Il solito problema. Come passare dallo straordinario alla vita quotidiana, ordinaria, dell’abitudine che si sedimenta giorno per giorno? C’è chi proprio per questo fa fatica ad accettare eventi come questa missione giovani che in questa settimana ha stravolto, in tutta la nostra diocesi, la vita di parrocchie, scuole, piazze, e non ultime anche le famiglie, costrette a seguire i figli adolescenti in orari “inconsueti” e poco “comodi”.

Questo evento straordinario, tuttavia, ha il grande merito di averci svegliato dal sonno; di averci fatto notare piccole storie che sarebbero passate inosservate. Ci ha costretti ad allungare lo sguardo, a girare per i quartieri, a ricercare uno stile di testimonianza che non sappiamo ancora come mettere in pratica.

I giovani ci sono. E, incredibile a dirsi, ci ascoltano. Ma non ci dànno molto tempo, non accettano prediche. Ci chiedono di abbandonare i nostri gesti meccanici e di metterci in gioco in prima persona. Non è cosa facile: molte volte si va incontro alla delusione, alla difficoltà di entrare in relazione, alla impossibilità di centrare il giusto canale di comunicazione.

«Partire dai giovani è strada privilegiata per costruire un futuro nuovo – scrive Franco Miano (leggi l’intero articolo) - una società che sia più attenta all’altro, al fratello immigrato irregolare, al povero, all’uomo in ricerca. Proprio questa attenzione quotidiana, costruita nel tessuto della vita, è garanzia di crescita dell’intera nazione». E poi aggiunge che «insieme al cardinale Bagnasco, e coerenti con la nostra missione ecclesiale, anche noi diciamo un forte “no” alla “pedagogia della catastrofe”».

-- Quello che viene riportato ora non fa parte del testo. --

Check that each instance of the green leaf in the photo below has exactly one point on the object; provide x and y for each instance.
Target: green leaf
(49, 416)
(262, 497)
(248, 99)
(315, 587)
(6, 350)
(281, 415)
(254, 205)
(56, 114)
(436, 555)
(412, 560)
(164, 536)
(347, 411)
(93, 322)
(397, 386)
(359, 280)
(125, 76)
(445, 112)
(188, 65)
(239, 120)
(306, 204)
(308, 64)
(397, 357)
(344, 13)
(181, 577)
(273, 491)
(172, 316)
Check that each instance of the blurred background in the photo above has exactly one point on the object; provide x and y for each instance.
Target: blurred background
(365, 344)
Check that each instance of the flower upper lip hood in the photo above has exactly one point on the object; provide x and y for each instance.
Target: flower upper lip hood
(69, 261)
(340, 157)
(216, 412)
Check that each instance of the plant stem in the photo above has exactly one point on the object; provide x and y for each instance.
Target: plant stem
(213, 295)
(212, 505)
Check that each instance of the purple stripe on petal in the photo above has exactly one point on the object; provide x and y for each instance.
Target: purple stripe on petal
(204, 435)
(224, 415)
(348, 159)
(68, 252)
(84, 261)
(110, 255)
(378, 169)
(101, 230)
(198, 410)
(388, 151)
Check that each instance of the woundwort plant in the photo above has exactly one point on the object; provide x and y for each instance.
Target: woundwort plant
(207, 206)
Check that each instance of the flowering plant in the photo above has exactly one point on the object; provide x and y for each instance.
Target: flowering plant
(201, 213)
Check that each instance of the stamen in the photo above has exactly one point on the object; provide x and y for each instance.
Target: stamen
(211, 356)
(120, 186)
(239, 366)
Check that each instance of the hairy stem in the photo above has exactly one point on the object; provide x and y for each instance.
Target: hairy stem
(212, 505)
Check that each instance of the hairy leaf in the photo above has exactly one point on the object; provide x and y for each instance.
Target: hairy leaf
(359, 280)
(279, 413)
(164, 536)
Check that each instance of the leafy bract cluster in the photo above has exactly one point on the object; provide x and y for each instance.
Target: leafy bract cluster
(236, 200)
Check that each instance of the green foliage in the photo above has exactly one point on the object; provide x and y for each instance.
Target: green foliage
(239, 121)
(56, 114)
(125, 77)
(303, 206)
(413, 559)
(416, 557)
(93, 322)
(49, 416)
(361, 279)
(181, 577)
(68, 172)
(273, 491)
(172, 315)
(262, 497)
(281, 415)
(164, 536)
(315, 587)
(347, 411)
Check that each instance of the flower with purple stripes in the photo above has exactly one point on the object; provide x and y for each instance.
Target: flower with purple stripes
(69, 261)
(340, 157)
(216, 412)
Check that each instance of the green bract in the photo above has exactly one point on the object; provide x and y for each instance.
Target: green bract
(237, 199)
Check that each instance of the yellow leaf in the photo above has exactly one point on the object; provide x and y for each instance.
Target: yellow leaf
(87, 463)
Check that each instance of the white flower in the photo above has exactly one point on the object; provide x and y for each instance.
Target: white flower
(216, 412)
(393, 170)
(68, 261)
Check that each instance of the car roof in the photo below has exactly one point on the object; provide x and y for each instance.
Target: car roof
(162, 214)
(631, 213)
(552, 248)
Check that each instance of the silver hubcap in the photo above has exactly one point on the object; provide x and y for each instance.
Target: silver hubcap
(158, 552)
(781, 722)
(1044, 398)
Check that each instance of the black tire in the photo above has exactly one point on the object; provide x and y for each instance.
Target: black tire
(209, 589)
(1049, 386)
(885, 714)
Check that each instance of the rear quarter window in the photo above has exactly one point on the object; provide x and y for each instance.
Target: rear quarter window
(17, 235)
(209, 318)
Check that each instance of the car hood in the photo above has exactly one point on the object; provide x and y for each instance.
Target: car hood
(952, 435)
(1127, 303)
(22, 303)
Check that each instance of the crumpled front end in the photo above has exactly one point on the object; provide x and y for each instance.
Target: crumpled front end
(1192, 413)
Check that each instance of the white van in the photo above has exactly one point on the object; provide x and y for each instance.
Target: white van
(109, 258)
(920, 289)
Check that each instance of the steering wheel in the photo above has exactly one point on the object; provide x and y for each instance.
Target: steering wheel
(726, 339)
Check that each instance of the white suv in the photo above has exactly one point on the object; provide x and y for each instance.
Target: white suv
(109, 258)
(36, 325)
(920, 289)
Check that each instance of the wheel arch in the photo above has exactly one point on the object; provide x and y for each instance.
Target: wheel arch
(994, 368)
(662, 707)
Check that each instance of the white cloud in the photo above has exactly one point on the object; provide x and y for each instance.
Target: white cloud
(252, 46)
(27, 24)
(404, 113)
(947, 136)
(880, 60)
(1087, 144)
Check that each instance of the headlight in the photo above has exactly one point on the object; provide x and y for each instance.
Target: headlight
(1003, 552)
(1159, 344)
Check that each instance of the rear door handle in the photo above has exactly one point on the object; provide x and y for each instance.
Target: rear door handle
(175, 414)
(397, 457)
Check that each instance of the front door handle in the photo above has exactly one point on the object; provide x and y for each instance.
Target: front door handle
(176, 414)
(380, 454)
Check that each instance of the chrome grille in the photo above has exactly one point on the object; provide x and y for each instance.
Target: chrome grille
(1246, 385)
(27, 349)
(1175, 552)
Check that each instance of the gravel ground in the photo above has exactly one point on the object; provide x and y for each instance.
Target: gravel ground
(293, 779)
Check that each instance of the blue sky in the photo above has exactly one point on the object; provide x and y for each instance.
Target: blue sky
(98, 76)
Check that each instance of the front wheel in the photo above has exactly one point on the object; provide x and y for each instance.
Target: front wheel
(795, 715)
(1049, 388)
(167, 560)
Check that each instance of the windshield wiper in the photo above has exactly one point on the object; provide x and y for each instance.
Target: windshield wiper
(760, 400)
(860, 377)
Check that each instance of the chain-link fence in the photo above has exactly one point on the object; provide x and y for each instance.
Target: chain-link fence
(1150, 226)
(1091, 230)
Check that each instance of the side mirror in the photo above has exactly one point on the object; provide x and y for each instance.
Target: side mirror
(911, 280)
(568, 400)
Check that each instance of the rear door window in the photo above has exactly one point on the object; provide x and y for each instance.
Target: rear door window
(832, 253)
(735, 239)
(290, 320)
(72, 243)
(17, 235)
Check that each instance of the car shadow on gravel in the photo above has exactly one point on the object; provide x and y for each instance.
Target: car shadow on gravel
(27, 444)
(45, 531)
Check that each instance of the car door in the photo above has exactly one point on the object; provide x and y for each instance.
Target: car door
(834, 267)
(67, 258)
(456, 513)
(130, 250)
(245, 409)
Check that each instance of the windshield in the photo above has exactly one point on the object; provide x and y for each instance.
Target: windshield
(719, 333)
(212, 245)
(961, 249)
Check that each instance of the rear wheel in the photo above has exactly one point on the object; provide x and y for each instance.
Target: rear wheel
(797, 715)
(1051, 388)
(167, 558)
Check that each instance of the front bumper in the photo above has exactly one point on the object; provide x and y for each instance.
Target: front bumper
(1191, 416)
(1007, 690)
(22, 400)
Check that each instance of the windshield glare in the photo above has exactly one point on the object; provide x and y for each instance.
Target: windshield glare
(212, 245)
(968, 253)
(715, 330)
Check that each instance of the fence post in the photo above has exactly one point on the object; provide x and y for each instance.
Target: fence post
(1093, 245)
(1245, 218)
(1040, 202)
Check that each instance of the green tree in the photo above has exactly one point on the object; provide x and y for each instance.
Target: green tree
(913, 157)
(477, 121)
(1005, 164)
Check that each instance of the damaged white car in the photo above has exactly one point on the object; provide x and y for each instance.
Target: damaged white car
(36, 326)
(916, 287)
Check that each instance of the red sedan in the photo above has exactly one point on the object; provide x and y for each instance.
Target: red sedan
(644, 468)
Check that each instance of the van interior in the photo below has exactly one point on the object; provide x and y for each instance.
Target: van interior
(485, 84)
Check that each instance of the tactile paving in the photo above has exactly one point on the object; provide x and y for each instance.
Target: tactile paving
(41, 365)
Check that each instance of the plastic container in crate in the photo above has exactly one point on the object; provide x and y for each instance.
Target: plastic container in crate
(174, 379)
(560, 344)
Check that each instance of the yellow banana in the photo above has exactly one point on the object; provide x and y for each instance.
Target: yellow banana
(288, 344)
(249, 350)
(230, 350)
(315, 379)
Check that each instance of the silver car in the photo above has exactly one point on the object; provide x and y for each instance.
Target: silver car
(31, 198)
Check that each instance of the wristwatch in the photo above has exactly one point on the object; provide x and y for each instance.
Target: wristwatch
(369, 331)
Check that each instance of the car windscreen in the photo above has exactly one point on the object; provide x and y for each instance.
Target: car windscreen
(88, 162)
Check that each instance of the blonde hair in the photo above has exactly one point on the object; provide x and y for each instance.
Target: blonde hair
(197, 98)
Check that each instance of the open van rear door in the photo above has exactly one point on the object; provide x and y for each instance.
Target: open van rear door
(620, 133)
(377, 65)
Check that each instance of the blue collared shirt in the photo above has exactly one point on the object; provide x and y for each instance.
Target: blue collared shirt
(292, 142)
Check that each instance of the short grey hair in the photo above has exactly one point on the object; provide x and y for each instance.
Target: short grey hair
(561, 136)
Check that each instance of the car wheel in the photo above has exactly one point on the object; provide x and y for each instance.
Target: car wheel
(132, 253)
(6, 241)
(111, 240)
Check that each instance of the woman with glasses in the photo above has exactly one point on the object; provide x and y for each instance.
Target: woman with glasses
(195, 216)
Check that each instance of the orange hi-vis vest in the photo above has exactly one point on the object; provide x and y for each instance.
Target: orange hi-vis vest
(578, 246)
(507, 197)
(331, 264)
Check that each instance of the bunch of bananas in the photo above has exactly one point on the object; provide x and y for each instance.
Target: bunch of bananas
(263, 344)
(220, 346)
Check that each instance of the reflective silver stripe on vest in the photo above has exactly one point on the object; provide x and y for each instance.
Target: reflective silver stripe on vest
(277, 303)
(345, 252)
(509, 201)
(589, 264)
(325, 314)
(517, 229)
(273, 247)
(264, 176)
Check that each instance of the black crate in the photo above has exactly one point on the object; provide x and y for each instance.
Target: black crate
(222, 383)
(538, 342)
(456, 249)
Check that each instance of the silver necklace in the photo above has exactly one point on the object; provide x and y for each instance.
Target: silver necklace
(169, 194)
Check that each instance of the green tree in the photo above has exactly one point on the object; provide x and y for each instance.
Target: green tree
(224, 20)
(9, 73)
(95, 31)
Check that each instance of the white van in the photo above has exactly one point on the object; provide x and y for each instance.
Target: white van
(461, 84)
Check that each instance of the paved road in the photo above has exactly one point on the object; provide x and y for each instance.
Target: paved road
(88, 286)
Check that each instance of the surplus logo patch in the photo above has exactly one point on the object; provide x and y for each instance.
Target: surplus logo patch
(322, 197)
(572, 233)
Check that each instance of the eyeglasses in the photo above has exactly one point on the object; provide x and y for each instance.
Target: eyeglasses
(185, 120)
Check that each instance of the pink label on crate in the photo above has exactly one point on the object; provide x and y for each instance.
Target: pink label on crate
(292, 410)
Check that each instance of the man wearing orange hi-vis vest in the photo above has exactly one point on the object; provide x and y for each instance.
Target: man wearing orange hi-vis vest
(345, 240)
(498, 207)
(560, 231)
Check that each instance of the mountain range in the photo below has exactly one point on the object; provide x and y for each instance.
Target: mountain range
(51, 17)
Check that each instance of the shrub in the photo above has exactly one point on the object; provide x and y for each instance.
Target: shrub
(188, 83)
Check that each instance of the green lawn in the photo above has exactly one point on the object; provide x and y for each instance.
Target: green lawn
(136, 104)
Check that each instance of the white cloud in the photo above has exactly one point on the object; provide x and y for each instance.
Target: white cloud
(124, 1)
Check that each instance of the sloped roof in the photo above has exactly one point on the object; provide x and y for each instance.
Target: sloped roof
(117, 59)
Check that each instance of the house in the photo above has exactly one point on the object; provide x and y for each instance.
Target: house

Questa settimana, ci pare, è stato un bell’esempio di come evitare quella “pedagogia della catastrofe”. Ora non ci resta che tornare alla vita quotidiana. Con un pizzico di “pedagogia della speranza” in più.

Una Risposta
  1. 2008 Settembre 29
    don Alessandro permalink

    “La missione non è propaganda, e la testimonianza non è fare colpo, ma fare ‘mistero’. E’ vivere una vita vera, piena, bella, talmente bella che non si potrebbe spiegare se Cristo non fosse morto e non fosse davvero risorto”. (F. Lambiasi)

    Forse un contributo alla missione nel quotidiano lo potremmo dare prendendoci cura della qualità della vita e delle relazioni nelle nostre comunità.